Sometimes our role as providers is defined by the technical skills we possess, but not the social interventions that our patients might not have access to or may not know exist because they have been ignored for so long. It is our responsibility as providers to serve EVERYONE in our community, especially the unseen. Experienced providers should also note that the “new guy” is learning what is acceptable from us. If you treat people badly, that makes it “okay” for others to continue that cycle of neglect or abuse.

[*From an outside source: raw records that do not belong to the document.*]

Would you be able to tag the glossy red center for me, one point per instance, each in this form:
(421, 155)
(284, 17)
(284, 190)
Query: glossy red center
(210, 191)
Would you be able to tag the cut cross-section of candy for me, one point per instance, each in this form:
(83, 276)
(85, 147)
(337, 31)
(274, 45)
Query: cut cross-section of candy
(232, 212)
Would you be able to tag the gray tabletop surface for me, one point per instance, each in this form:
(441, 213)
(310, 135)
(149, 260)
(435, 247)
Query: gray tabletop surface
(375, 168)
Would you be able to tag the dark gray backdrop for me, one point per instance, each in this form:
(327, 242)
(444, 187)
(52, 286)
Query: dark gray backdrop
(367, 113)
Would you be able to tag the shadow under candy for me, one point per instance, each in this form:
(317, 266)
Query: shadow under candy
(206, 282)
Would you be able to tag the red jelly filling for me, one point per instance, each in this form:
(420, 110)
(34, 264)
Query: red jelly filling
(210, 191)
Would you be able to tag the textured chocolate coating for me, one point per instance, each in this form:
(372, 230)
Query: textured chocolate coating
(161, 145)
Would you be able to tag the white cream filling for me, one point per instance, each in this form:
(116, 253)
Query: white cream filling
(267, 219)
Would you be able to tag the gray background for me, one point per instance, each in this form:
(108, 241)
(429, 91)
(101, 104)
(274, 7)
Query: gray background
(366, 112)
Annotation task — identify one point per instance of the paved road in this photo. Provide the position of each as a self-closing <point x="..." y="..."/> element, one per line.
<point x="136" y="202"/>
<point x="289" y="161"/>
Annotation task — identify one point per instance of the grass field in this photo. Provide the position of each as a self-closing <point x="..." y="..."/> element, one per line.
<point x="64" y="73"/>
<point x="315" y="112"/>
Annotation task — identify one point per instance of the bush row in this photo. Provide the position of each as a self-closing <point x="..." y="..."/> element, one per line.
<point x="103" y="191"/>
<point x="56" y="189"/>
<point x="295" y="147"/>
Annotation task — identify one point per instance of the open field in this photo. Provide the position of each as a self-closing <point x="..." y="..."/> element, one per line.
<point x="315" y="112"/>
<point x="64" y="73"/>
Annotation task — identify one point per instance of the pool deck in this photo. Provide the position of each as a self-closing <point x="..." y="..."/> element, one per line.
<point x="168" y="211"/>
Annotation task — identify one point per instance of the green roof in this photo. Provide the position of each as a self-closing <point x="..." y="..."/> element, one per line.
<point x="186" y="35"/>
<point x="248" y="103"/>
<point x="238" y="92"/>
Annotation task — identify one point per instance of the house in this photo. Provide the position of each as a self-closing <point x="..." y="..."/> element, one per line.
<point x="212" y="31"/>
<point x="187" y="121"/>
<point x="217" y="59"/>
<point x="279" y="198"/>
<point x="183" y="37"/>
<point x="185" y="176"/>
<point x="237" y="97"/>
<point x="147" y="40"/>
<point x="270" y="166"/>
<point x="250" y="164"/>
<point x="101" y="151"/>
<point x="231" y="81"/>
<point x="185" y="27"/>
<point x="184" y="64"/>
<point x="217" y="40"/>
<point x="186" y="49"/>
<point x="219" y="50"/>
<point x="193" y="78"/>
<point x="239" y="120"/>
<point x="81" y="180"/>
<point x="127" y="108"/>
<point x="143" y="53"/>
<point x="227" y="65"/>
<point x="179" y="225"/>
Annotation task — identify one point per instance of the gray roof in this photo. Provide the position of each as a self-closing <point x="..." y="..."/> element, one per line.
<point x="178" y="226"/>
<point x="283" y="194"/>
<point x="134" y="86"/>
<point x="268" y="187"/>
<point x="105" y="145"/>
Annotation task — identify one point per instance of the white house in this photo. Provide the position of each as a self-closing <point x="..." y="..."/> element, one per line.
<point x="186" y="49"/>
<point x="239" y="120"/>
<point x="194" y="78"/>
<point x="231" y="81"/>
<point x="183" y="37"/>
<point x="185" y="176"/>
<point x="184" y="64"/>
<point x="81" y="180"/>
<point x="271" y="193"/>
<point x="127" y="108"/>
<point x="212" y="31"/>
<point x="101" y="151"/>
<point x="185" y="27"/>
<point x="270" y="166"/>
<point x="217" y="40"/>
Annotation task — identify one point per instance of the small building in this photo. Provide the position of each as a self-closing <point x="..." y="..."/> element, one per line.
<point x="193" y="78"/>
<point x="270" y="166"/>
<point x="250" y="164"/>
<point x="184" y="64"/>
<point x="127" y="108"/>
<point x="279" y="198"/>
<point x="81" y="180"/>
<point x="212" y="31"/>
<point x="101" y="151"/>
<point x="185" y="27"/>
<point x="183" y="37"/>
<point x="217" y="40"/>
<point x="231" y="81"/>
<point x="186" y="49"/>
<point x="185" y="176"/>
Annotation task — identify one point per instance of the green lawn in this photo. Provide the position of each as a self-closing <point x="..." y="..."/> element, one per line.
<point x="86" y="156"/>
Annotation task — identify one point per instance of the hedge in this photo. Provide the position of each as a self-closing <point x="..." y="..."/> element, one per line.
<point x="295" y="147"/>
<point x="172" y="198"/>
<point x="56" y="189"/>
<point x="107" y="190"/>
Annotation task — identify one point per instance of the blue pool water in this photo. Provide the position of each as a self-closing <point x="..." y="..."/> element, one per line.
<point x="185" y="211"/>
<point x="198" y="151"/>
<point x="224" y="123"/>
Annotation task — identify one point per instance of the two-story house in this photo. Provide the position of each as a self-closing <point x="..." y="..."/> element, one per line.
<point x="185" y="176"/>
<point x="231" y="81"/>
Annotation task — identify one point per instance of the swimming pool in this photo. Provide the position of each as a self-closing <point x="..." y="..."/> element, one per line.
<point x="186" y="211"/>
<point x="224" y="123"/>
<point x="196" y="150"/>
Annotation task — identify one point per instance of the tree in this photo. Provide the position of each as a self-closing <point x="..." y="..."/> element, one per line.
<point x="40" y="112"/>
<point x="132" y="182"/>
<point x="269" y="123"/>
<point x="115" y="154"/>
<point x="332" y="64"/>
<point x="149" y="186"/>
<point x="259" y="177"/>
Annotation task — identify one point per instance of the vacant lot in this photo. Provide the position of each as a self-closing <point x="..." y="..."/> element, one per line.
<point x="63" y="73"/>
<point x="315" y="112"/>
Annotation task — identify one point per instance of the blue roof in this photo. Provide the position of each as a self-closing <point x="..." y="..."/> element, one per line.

This change in attitude starts with a change in our vocabulary. Like all our other patients, call them Mr or Mrs “Smith” not “Stinky Pete” or whatever nickname your service likes to use. While we are learning to speak to patients appropriately, we should not be doing all the talking. Listen to your patient. This has obvious technical elements such as obtaining an accurate history or acquiring one if your patient is a poor historian leading to better treatment. When there are no emergent matters, simply listening to your patient’s stories from their youth, military service or about their grandchildren relaxes the patient and provides a bond of trust. In my experience, I am the one who received the greatest benefit by hearing their tales and viewing history through their eyes. Be the person they remember because you showed them the greatest kindness by doing the unexpected, being nice.
Mark Bezos’ TED Talk on Heroism
Why do people become homeless or even stay homeless? Some of the usual factors that I discovered while talking with patients that are homeless include mental health issues or addiction problems. These are usually coupled with other chronic illnesses that are not addressed due to poor self-care or lack of access to regular healthcare. This is a multifaceted problem that even the brightest minds have not been able to fix and honestly, some people choose to continue to be homeless. We are not going to change it in 20 minutes to an hour. We can however improve their existence as humans, by sharing our humanity. That means: be nice and don’t dismiss them. Listen to what they have to say about how they got to this point and what their complaint is today. If someone is inebriated, their complaint might be in addition to intoxication. Complete a full assessment. This includes vital signs and exposing affected areas that need to be assessed based on the current complaint. I know, “That’s gross!” It is also our job to take care of all our patients, not just the ones who smell good. If we don’t fully assess the patient every time, we can miss injuries or indicators of chronic illness. The nurses and doctors at the emergency department do listen to our report and preconceived notions. If we say, “Oh, he’s just a drunk.” Chances are they are going to believe that, particularly with regulars, and let them sit and wait. If a patient is having a real emergency, that can obviously be a problem on many levels and the person who bears largest burden in that situation is the patient.
Caring for the disenfranchised and invisible members of our population should be a daily occurrence, not just a special holiday season activity. This job is not just about all the “cool” stuff we get to use or skills we get to practice, it is largely about caring for others who don’t have anyone else to call. Maybe it’s time to think about why we put our boots on every day.
I would like to thank two special individuals in particular for their inspiration/ assistance with this post. A huge Thank you to Andrew Caruso and Larry Torrey for showing and reminding me that we are all human.